Heading into 2026, the US economy is increasingly on track for a “stagflation lite” scenario: GDP growth running below the typical 2% trend while inflation remains uncomfortably high. Still, most important economic stories may lie beneath the surface, so RBC Economics explores the five main trends we expect in 2026.
Five key trends
- Stagflation lite will worsen, but the inflation story in 2026 is not just about tariffs. A confluence of factors may create an uncomfortable environment where core inflation is forecasted to stay above 3% year-over-year for most of the year.
- A “new” US consumer is emerging. It should be well appreciated by now that the US consumer is becoming increasingly fragmented.

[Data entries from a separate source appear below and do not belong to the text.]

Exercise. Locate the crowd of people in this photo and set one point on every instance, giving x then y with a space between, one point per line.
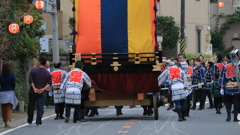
187 82
191 81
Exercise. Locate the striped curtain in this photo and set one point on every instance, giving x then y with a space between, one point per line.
115 26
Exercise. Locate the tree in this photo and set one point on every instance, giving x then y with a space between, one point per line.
167 28
23 45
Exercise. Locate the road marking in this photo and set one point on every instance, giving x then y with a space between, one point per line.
10 130
122 131
133 119
126 126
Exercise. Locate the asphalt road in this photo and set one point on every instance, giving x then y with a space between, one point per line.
204 122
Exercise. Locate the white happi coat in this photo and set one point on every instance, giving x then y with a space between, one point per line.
58 76
73 83
177 80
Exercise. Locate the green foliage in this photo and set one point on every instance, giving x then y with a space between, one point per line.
166 27
23 45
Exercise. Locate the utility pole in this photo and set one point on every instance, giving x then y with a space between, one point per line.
182 42
55 47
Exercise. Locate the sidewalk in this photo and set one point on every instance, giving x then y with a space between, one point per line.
21 118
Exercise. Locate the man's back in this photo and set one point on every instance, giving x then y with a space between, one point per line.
40 77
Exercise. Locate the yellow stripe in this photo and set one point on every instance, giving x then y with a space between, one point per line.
139 26
133 119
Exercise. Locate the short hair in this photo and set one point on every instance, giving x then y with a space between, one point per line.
6 68
42 60
197 59
219 56
216 75
57 64
184 55
79 64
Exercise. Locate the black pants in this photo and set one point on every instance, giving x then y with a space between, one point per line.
198 96
229 100
40 99
218 103
76 115
47 99
59 109
208 94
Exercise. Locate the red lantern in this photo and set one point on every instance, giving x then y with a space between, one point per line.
13 28
39 4
28 19
220 4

- The labour market is losing its edge as a leading indicator. It shows tentative signs of weakening—with rising unemployment, slower hiring and sector-specific struggles—though it remains historically tight at 4.4% unemployment.

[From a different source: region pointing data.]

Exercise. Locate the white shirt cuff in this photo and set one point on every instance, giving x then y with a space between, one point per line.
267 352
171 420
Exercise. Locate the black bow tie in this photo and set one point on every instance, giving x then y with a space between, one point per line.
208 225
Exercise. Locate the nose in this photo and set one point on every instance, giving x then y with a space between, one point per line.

- AI is driving growth—but not productivity yet. Some are conflating the economic forces of growth with productivity. The AI boom has so far been purely an investment in infrastructure that is boosting current growth.
- Big government will put a floor and ceiling on growth. Looking ahead, 2027 may see larger cuts to government spending, but for now, 2026 is likely to benefit from current spending.
“Structural disruptions to this economic cycle will persist as demographic forces and immigration policy play an increasingly important role in the labour market. At the same time, cyclical tariff disruptions will fade, but not without changing the way businesses and consumers behave.”